According to the American Association of Individual Investors’ latest survey, 47.3% of investors expect a decline in the stock price over the next six-month period.
This is the highest level recorded since November 2023.
The crypto market has not been unaffected by the Trump presidency’s pro-crypto sentiment, but investors have shifted to safer assets, and profit-taking triggered a selloff.
ICD spoke to James L Koutoulas to learn how macroeconomic shifts are affecting hedge fund strategies, how Typhon Capital’s crypto investment strategy evolved, and why he believes that markets will not be fooled by Trump’s tweets this time around, instead taking tariff talks to be a negotiating tactic.
Excerpts of an email interaction:
Hedge funds are also investing in grains and oilseeds.
Invezz : What do you think of the current macroeconomic climate and how it affects commodities and hedge fund strategy?
We believe that the increased volatility under Trump makes risk-management strategies of hedge funds more valuable, if they are effective.
Commodity prices (food) have been rising over the past six months and will continue to rise.
Hedge funds would have been wise to invest in these traditional commodities long ago.
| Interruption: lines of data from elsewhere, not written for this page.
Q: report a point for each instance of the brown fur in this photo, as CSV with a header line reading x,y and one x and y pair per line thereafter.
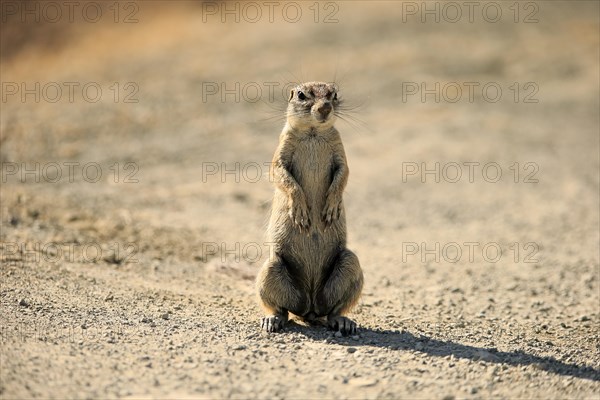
x,y
311,273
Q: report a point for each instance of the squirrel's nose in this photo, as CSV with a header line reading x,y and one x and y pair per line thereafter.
x,y
324,109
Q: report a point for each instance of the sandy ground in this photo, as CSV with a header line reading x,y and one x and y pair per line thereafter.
x,y
138,283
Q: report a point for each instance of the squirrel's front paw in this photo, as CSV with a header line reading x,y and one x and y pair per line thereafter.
x,y
299,214
332,210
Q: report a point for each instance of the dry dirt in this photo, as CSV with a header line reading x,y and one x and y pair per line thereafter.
x,y
140,284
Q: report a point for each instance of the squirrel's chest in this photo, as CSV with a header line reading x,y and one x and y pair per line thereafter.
x,y
313,159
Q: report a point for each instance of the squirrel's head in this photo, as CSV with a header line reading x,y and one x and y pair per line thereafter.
x,y
312,105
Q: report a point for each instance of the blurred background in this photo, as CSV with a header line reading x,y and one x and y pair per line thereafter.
x,y
165,97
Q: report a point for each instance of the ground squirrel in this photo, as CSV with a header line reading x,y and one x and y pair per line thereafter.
x,y
310,273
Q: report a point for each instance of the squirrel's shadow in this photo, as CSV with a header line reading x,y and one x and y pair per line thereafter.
x,y
405,340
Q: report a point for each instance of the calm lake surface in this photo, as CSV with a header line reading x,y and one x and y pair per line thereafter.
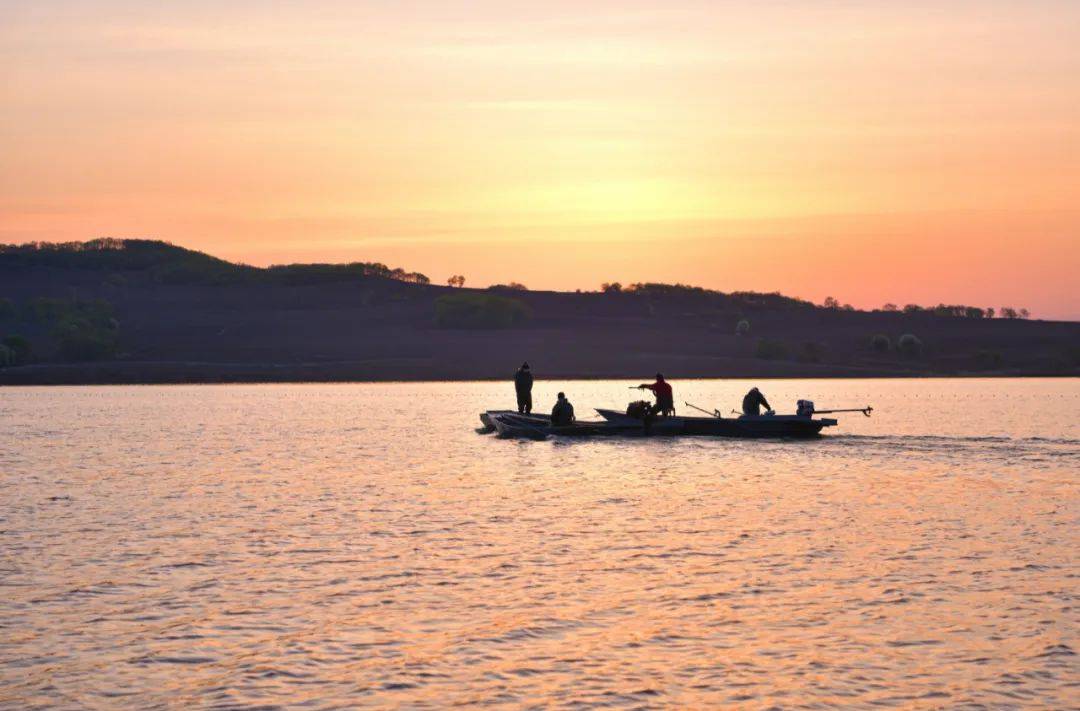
x,y
332,546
Prices have increased as a result of the weather and diseases that are affecting animal proteins around the world.
Look at the prices of cocoa, coffee, and oil seeds as examples.
Funds have been re-engaged.
Invezz: What impact do you think Trump’s proposed tariffs on steel and aluminum will have on commodity markets and supply chain? How can investors navigate the tariff phase and possible retaliation?
The markets took Trump’s tweets at face value the first time, to their detriment.
This time they are channeling The Who’s “Won’t Get Fooled again,” using tariff talk as a negotiation ploy.
Typhon Capital’s crypto-investment strategy has evolved
Invezz – How does Typhon Capital approach crypto investments today compared to previous years?
We have always adhered to our core strategy of thorough counterparty due diligence and coin due diligence. This has allowed us to never invest even a dollar in an exchange or a coin that later failed.
We have also maintained our relative-value, risk-adjusted-return focus, which led us to achieve 4 Sortino and one-third the maximum drawdown of BTC in eight years.
Last year, we added a systematic BTC/ETH futures trend-following to the fund. This year, we have added a limited exposure to DeFi through CoinBase Prime’s On-Chain Wallet.
Crypto will continue to be a “risk on” asset with a strong correlation to stocks
Invezz :Will hedge funds and traditional asset management companies allocate more capital to crypto by 2025?
Absolutely. Gary Gensler’s departure, coupled with a crypto-friendly, meme-coin-supporting President Trump, has lifted the regulatory stigma and created a new era of optimism.
Invezz Given recent correlations between Bitcoin and tech stocks do you think institutional acceptance will further align crypto markets with equity markets or will it decouple in the future?
We believe that crypto will continue to be an asset with a high correlation to stocks.
This post, Interview: Typhon Capital’s James Koutoulas, on commodities, crypto and Trump-era market changes, may be modified in the future as new developments unfold.